February 20, 2010 9:03:00 PM
Tim Pratt -
When I picked up a hitchhiker named John last Friday on Highway 82, I never dreamed what a stir he and I would cause in the community.
Unfortunately, we did.
In a column I wrote last Friday afternoon, which began as a hasty e-mail to Dispatch publisher Birney Imes and morphed into what you saw printed last Sunday ("The hitchhiker''s guide to Starkville," Feb. 14), I quoted a church secretary in Starkville who said, "Don''t send him over here," when I asked if the church could do anything to get John out of the cold for the night. It was 30 degrees and snowing outside, and John told me he was hitchhiking home from Alabama to Arizona with less than $20 in his pocket.
The church secretary said her boss was out to lunch and she couldn''t do anything for John until later that afternoon. In the meantime, she wasn''t comfortable having a stranger hang around the church with just her and another woman there. You can''t blame her.
When I told John what the secretary said, he was appalled, even though I explained the secretary''s safety concerns. I have to admit, even though I understood where she was coming from, I also was surprised to hear a church employee say, "Don''t send him over here," in reference to a person in need, regardless the circumstances.
John and I both made sarcastic comments about the situation, which I included in last week''s column. In the week since, I have been bashed unmercifully in e-mails, phone calls, letters to the editor and by anonymous posters on Dispatch comment boards.
It was never my intention to call out a church employee or question her Christianity. For that, I offer my sincere apology. And it wasn''t an indictment against organized religion, as some have asserted.
I merely hoped writing about John''s plight would bring attention to how difficult it is for a homeless or transient person to get help in Starkville. Maybe, I thought, if I could show what a person who has fallen on hard times has to go through, it might spur a local church or organization into action, to develop some provision for those like John.
Apparently I failed miserably.
I''ve talked to quite a few people about John''s situation since the first column ran. Nearly everyone I''ve spoken with says there is no homeless population in Starkville. Apparently, some churches and organizations do pay for motel rooms for transient people from time to time.
Since my last column, it''s hard to get anyone to return phone calls or talk on the record about options for people like John.
The Oktibbeha County chapter of the United Way gives financial support to several organizations to help the less fortunate, including the Red Cross of Oktibbeha County, the Salvation Army and other non-profits, but no shelters are set up in Starkville. United Way Director Nikki Rives refused to comment for this report.
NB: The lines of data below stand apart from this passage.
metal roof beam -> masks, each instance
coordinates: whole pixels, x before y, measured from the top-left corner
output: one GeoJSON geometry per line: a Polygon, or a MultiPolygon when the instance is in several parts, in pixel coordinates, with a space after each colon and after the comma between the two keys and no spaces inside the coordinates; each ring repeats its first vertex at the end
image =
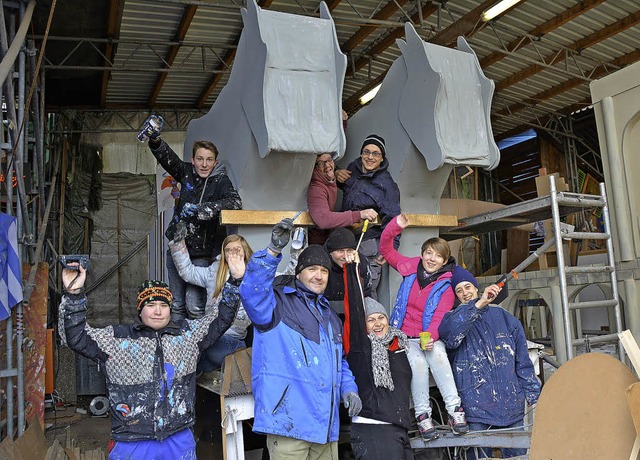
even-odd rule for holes
{"type": "MultiPolygon", "coordinates": [[[[585,48],[588,48],[597,43],[600,43],[601,41],[606,40],[607,38],[612,37],[637,24],[640,24],[640,11],[636,11],[632,15],[629,15],[618,22],[614,22],[613,24],[610,24],[596,31],[591,35],[583,37],[580,40],[572,43],[566,48],[580,53],[585,48]]],[[[549,56],[548,62],[546,62],[546,64],[555,65],[559,62],[564,61],[566,57],[567,57],[567,54],[563,53],[562,50],[560,50],[552,54],[551,56],[549,56]]],[[[530,65],[529,67],[526,67],[521,71],[516,72],[513,75],[505,78],[504,80],[501,80],[498,83],[496,83],[496,90],[501,91],[509,86],[515,85],[516,83],[521,82],[522,80],[525,80],[537,74],[538,72],[542,71],[544,68],[545,67],[542,66],[541,64],[530,65]]]]}
{"type": "MultiPolygon", "coordinates": [[[[455,37],[457,37],[458,35],[469,35],[469,36],[473,35],[479,30],[477,26],[479,23],[478,21],[480,21],[480,16],[482,15],[482,12],[485,9],[487,9],[489,6],[491,6],[493,3],[495,3],[495,0],[485,0],[476,8],[474,8],[473,10],[469,11],[467,14],[459,18],[449,27],[447,27],[446,29],[438,32],[433,37],[431,37],[431,39],[429,40],[429,43],[446,46],[448,43],[451,42],[452,37],[454,37],[454,34],[455,34],[455,37]]],[[[437,10],[438,10],[437,6],[434,6],[433,4],[429,3],[428,5],[425,5],[423,7],[422,15],[423,17],[427,15],[431,15],[437,10]]],[[[413,23],[416,23],[417,21],[419,21],[419,19],[420,19],[420,16],[418,13],[415,13],[411,17],[411,21],[413,23]]],[[[373,48],[376,48],[375,54],[381,53],[382,51],[387,49],[389,46],[391,46],[393,43],[395,43],[395,40],[397,38],[401,38],[403,36],[404,36],[404,28],[394,30],[389,34],[389,36],[385,37],[383,41],[380,42],[380,44],[377,44],[373,47],[373,48]],[[393,36],[392,40],[390,39],[391,36],[393,36]],[[381,45],[382,43],[386,45],[384,46],[384,48],[382,48],[382,45],[381,45]]],[[[374,51],[374,49],[372,49],[368,54],[374,54],[372,51],[374,51]]],[[[355,71],[357,72],[362,67],[364,67],[368,63],[368,60],[369,60],[368,57],[362,57],[358,59],[358,61],[356,61],[356,64],[355,64],[355,69],[356,69],[355,71]]],[[[363,94],[365,94],[367,91],[374,88],[378,83],[382,82],[386,74],[387,74],[386,71],[382,72],[378,77],[376,77],[371,82],[367,83],[359,91],[356,91],[354,94],[352,94],[347,99],[345,99],[344,102],[342,103],[342,107],[344,108],[344,110],[346,110],[347,112],[351,112],[355,108],[357,108],[360,104],[360,101],[359,101],[360,97],[363,94]]]]}
{"type": "MultiPolygon", "coordinates": [[[[110,64],[115,56],[116,47],[112,40],[120,36],[120,26],[122,24],[122,11],[124,9],[124,0],[109,0],[109,18],[107,19],[107,42],[104,49],[105,67],[110,64]]],[[[50,39],[50,38],[49,38],[50,39]]],[[[49,40],[48,39],[48,40],[49,40]]],[[[102,84],[100,89],[100,105],[104,105],[107,101],[107,88],[111,73],[109,70],[102,72],[102,84]]]]}
{"type": "MultiPolygon", "coordinates": [[[[178,25],[178,29],[176,30],[175,40],[177,42],[181,42],[182,40],[184,40],[184,37],[187,36],[189,26],[193,21],[193,17],[195,16],[196,11],[198,11],[198,7],[195,5],[188,5],[184,8],[182,19],[180,19],[180,24],[178,25]]],[[[178,51],[180,51],[180,45],[173,45],[169,48],[169,50],[167,51],[167,55],[164,58],[165,67],[171,68],[176,59],[176,56],[178,55],[178,51]]],[[[153,107],[155,105],[167,77],[168,73],[163,72],[156,78],[156,82],[153,85],[153,89],[151,90],[151,95],[149,96],[149,107],[153,107]]]]}
{"type": "Polygon", "coordinates": [[[482,58],[480,60],[480,66],[485,69],[496,62],[502,60],[505,56],[511,55],[514,51],[519,50],[526,46],[530,41],[529,37],[535,37],[536,39],[540,39],[543,35],[548,34],[549,32],[553,32],[559,27],[562,27],[568,22],[573,21],[578,16],[586,13],[591,8],[594,8],[604,2],[605,0],[584,0],[577,5],[572,6],[571,8],[566,9],[558,16],[555,16],[548,21],[540,24],[539,26],[531,29],[527,34],[521,35],[520,37],[512,40],[509,44],[504,46],[504,51],[494,51],[490,55],[482,58]]]}
{"type": "MultiPolygon", "coordinates": [[[[273,0],[260,0],[258,2],[258,6],[260,8],[269,8],[271,6],[271,3],[273,3],[273,0]]],[[[240,41],[240,34],[238,34],[238,36],[233,41],[233,43],[236,46],[238,46],[239,41],[240,41]]],[[[228,51],[227,54],[224,56],[224,58],[222,59],[222,62],[217,68],[217,70],[220,72],[217,72],[213,76],[213,78],[209,80],[205,88],[200,93],[200,96],[198,96],[198,102],[196,103],[197,108],[202,109],[205,107],[205,105],[207,104],[207,99],[209,99],[209,96],[211,95],[215,87],[218,86],[218,83],[220,83],[220,80],[222,80],[222,75],[224,74],[224,72],[222,71],[231,69],[231,65],[233,64],[233,60],[235,59],[235,57],[236,57],[235,49],[228,51]]]]}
Maybe Starkville doesn''t need a shelter. Even Starkville Police Chief David Lindley, who keeps close tabs on goings-on in the city, says he doesn''t know of any homeless people in Starkville.
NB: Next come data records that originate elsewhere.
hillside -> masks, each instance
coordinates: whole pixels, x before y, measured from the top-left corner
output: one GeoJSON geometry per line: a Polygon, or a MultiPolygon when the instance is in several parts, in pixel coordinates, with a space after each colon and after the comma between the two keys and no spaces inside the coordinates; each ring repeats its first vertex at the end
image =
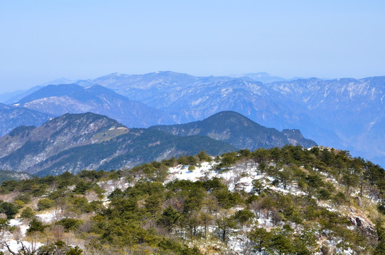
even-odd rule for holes
{"type": "Polygon", "coordinates": [[[0,103],[0,137],[21,125],[40,125],[53,115],[21,107],[0,103]]]}
{"type": "Polygon", "coordinates": [[[38,254],[381,254],[384,180],[348,152],[286,145],[9,181],[0,242],[38,254]]]}
{"type": "Polygon", "coordinates": [[[202,149],[217,155],[234,147],[209,137],[129,129],[94,113],[67,113],[37,128],[17,128],[0,137],[0,169],[40,175],[111,170],[202,149]]]}
{"type": "Polygon", "coordinates": [[[48,85],[18,101],[23,106],[55,116],[92,112],[105,115],[130,128],[173,123],[162,110],[134,101],[99,85],[48,85]]]}
{"type": "Polygon", "coordinates": [[[347,149],[385,166],[385,140],[379,131],[384,128],[384,76],[262,84],[250,77],[159,72],[112,74],[93,81],[171,113],[178,123],[234,110],[264,126],[298,129],[320,144],[347,149]]]}
{"type": "Polygon", "coordinates": [[[311,147],[317,144],[305,139],[299,130],[261,126],[244,115],[233,111],[222,111],[203,120],[193,123],[150,127],[175,135],[204,135],[226,142],[238,149],[254,150],[273,148],[291,144],[311,147]]]}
I also drove around this week, looking under bridges, scanning tree lines for encampments in the woods, and searching for my new friend John to see if he was still in the area. I had no luck.
From what I''ve gathered, nobody really knows whether John was just a hitchhiker on his way home to Arizona, or if he really was homeless. According to Jennifer Garrard, project coordinator for Community Resource Connection in Columbus, John spent the Thursday night before I met him at the Gilmer Inn in downtown Columbus. Community Resource Connection paid for him to stay there and provided him with food, Garrard said.
And last week wasn''t the first time John had been to the Golden Triangle. Records at Community Resource Connection indicate he also was in Columbus on March 7, 2007, on his way east from Arizona, Garrard said.
The exact sequence of events surrounding John''s time in the Golden Triangle last week, however, is fuzzy at best. He told me he had been in Alabama to visit his old Army sergeant and was on his way back home to Arizona. He didn''t say exactly how long he had been in the area, but made it seem like he was just passing through. This week, however, I received phone calls from at least two other people who helped John last week. One caller had a friend who picked John up in the Clayton Village area and took him to West Point, she said. Another woman gave John food as he hung out in her shop last week in Columbus.
Maybe I misunderstood John''s timeline. Maybe John was homeless and has been hanging around the Golden Triangle longer than anyone realizes. Who knows?
What I do know is John''s situation has at least started a dialogue. And that was my goal, even though I might have gone about it in the wrong way.
Many have asked why I didn''t offer my own home to John last Friday evening. However, he said to me, "I don''t want to impose on anybody. I''d be more than happy just to find a church or a shelter." So that''s what I tried to do. I called around and tried to find a church or shelter to take in John, but had no luck. Maybe, with the clarity of hindsight, I should have offered to let him stay at my apartment.
The truth about John''s situation is still unclear. He told me he had a home, cars and other possessions, but I''ll never know if any of his statements were true. And I''m not sure at this point if that''s so important. Maybe, just maybe, his story will inspire someone to address the lack of facilities for the homeless and transient passing through the Golden Triangle.
And if that happens, all the bashing I''ve endured will be well worth it.